La Legge di Stabilità 2015 ha introdotto delle novità fiscali in materia di tassazione delle forme pensionistiche complementari (denominate anche fondi pensione) in particolare modo per quanto riguarda la misura di imposizione (portata al 20% dal precedente valore di 11,50%) decorrente dal periodo di imposta 2014. Vediamo come cambia lo scenario alla luce delle nuove disposizioni introdotte.

Con la circolare del 12 febbraio 2015 (n.2/E) l’Agenzia delle Entrate  è intervenuta dissipando i dubbi sulle nuove regole in materia di previdenza complementare, illustrando in particolare le novità della nuova percentuale dell’imposta sostitutiva sul risultato di gestione maturato nel periodo di imposta, soffermandosi inoltre sulle modalità di calcolo della base imponibile su cui applicare l’imposta stessa per tenere conto degli investimenti effettuati dai fondi pensione in titoli di Stato, in cui redditi sono soggetti alla confermata aliquota del 12,50%.


Il comma 621 dell’articolo 1 della Legge di Stabilità ha aumentato al 20% la misura dell’imposta sostitutiva da applicare sul risultato di gestione maturato nel periodo di imposta dalle forme di previdenza complementare con effetto dal 1 gennaio 2014. In particolare si chiarisce, tramite la circolare n.2/E, che l’aumento della tassazione da applicare al risultato di gestione riguarda tutte le forme di previdenza complementare ossia i  fondi pensione a contribuzione definita (cioè quelli per cui è certa l’entità dei contributi ma non l’entità della prestazione), a prestazione definita (è certa l’entità della prestazione, ma l’entità dei contributi varia a seconda delle esigenze del gestore del fondo), comprese le forme pensionistiche individuali e i cosiddetti “vecchi fondi pensione”.

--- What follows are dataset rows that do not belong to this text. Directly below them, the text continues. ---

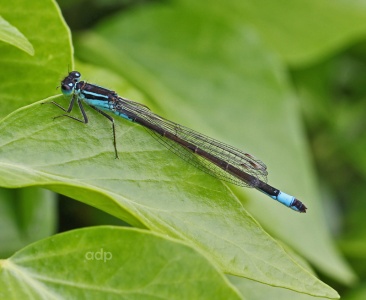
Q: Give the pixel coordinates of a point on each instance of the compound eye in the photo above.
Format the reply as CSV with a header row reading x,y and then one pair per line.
x,y
75,75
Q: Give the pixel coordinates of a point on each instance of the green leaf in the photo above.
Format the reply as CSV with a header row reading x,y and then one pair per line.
x,y
26,215
213,74
10,34
148,186
111,263
300,31
23,78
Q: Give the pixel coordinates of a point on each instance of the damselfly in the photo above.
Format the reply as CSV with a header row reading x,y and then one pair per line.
x,y
217,159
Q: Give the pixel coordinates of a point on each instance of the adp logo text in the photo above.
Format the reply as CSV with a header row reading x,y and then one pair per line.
x,y
98,255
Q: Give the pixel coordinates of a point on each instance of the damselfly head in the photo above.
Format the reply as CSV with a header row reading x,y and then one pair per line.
x,y
74,76
67,86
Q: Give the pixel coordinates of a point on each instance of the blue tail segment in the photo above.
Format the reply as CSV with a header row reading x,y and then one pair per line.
x,y
290,201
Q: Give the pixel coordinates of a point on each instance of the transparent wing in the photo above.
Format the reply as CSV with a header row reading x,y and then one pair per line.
x,y
239,159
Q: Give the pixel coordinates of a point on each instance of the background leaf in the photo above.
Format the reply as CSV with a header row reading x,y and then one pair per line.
x,y
25,79
13,36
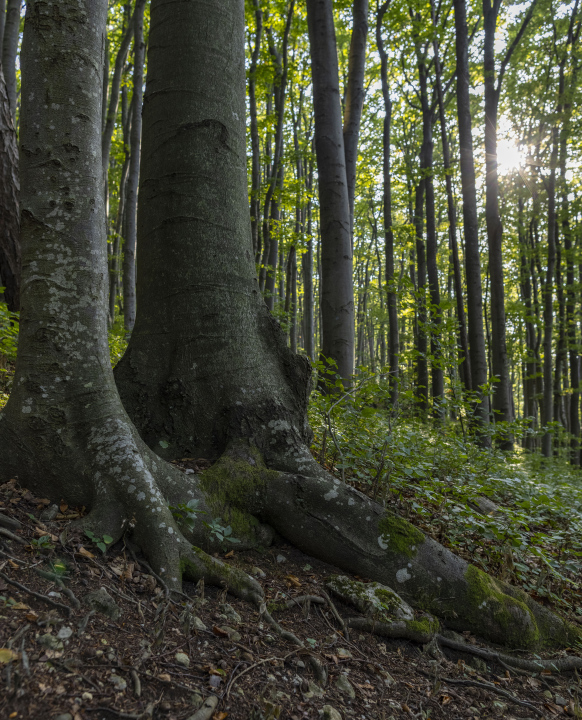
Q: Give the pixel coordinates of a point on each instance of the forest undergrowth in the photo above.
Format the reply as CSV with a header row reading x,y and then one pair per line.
x,y
515,514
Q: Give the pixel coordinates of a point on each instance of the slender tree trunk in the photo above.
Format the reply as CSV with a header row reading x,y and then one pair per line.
x,y
355,92
10,51
337,293
477,352
112,107
391,297
465,365
422,343
437,381
2,23
9,216
255,142
130,246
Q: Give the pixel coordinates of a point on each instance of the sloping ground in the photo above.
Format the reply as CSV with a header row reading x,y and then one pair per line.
x,y
159,657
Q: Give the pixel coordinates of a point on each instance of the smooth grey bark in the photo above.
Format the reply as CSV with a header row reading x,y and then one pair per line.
x,y
112,106
354,99
10,51
2,23
219,382
307,267
130,244
391,296
255,203
222,353
502,404
64,432
271,206
421,390
10,215
465,365
106,68
337,292
426,164
476,334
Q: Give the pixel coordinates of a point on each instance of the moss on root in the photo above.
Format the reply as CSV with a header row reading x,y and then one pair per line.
x,y
234,489
399,535
490,605
426,625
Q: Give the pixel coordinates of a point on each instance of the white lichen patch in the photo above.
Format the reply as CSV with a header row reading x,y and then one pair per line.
x,y
403,575
383,541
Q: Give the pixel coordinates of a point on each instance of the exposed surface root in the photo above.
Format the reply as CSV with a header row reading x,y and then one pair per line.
x,y
565,663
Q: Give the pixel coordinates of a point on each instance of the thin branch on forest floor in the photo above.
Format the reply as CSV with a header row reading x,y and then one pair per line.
x,y
336,614
12,536
491,688
252,667
566,663
44,598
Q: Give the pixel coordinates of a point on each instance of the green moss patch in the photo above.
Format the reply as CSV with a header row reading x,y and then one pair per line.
x,y
399,536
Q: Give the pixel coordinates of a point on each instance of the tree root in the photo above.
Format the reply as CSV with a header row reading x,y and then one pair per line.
x,y
397,630
484,686
38,596
566,663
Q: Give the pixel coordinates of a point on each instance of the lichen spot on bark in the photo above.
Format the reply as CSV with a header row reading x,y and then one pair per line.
x,y
234,488
398,535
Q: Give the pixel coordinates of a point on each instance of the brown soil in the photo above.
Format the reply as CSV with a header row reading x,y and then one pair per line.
x,y
128,668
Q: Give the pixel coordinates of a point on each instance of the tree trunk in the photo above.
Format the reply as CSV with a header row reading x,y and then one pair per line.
x,y
391,297
337,292
500,362
465,364
220,381
10,216
10,51
255,142
422,343
354,102
470,220
2,23
130,245
437,381
111,113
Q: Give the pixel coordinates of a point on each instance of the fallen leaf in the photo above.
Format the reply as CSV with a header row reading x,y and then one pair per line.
x,y
20,606
7,655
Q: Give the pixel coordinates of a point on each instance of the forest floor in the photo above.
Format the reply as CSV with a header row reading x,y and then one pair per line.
x,y
144,655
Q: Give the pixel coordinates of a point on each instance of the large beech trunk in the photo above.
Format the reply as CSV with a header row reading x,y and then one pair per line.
x,y
337,288
10,216
478,359
64,432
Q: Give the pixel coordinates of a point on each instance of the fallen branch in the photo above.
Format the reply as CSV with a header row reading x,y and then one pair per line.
x,y
12,536
491,688
207,709
44,598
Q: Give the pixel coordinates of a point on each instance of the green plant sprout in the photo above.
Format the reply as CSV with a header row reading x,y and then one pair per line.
x,y
101,542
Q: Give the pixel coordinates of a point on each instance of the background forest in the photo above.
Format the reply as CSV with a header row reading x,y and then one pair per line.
x,y
465,215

Prima di tale intervento l’articolo 4, comma 6-ter, del D.L.66/2014 aveva elevato – per il solo anno 2014 – dall’11 all’11,50% l’aliquota dell’imposta sostitutiva delle imposte sui redditi annualmente dovuta sul risultato economico generato dall’investimento finanziario dei contributi versati, determinato come rendimento complessivo della gestione svolta dal fondo nel corso del periodo d’imposta.

Il successivo comma 622 contiene misure riguardanti la modalità di determinazione della base imponibile del predetto risultato di gestione delle forme di previdenza complementare, volte ad assicurare che i redditi dei titoli del debito pubblico italiani e di Paesi collaborativi, percepiti da forme pensionistiche complementari, siano sottoposti ad imposizione nella misura del 12,50%. Per non penalizzare da un punto di vista fiscale questo tipo di investimenti da parte dei fondi pensione, i redditi dei titoli di Stato concorrono alla formazione della base imponibile nella misura del 62,50%. A questo proposito, sempre la circolare dell’Agenzia delle Entrate chiarisce  che la base imponibile del risultato di gestione delle forme di previdenza complementare deve essere costituita dai redditi effettivamente derivanti dal possesso di questi titoli, realizzati nel corso periodo d’imposta, inclusi quelli maturati al 31 dicembre dell’anno di riferimento. Aliquota al 12,50% anche per gli investimenti indiretti in titoli pubblici effettuati dai fondi pensione tramite Organismi di investimento collettivo del risparmio (Oicr) e contratti di assicurazione.

Il documento di prassi ricorda che l’imposta sostitutiva del 20% si applica sul risultato netto maturato in ciascun periodo d’imposta. Quest’ultimo deve essere calcolato senza considerare tutte quelle operazioni che nulla hanno a che vedere con i flussi finanziari connessi alla gestione del patrimonio mobiliare del fondo, che vengono quindi ad essere “sterilizzate”. Inoltre, non si applicano ai fondi pensione la maggior parte dei prelievi a monte sui redditi di capitale da essi percepiti (ad eccezione dei casi in cui specifiche norme dispongono diversamente): i fondi pensione assumono in altri termini, la qualifica di soggetto cosiddetto lordista.

La Legge di stabilità 2015 non ha modificato le norme fiscali della previdenza complementare sia in fase di versamento sia in fase  di erogazione.

Rimangono quindi confermate:

  • la deducibilità dei versamenti al fondo pensione fino ad un massimo di 5.164 € all’anno;
  • la tassazione agevolata al momento della prestazione previdenziale (sia in forma di capitale, che in forma di rendita): sui contributi versati verrà applicata una tassazione massima del 15% che potrà essere ridotta di uno 0,30% per ogni anno di iscrizione successivo al 15esimo fino al raggiungimento di una tassazione finale minima del 9%.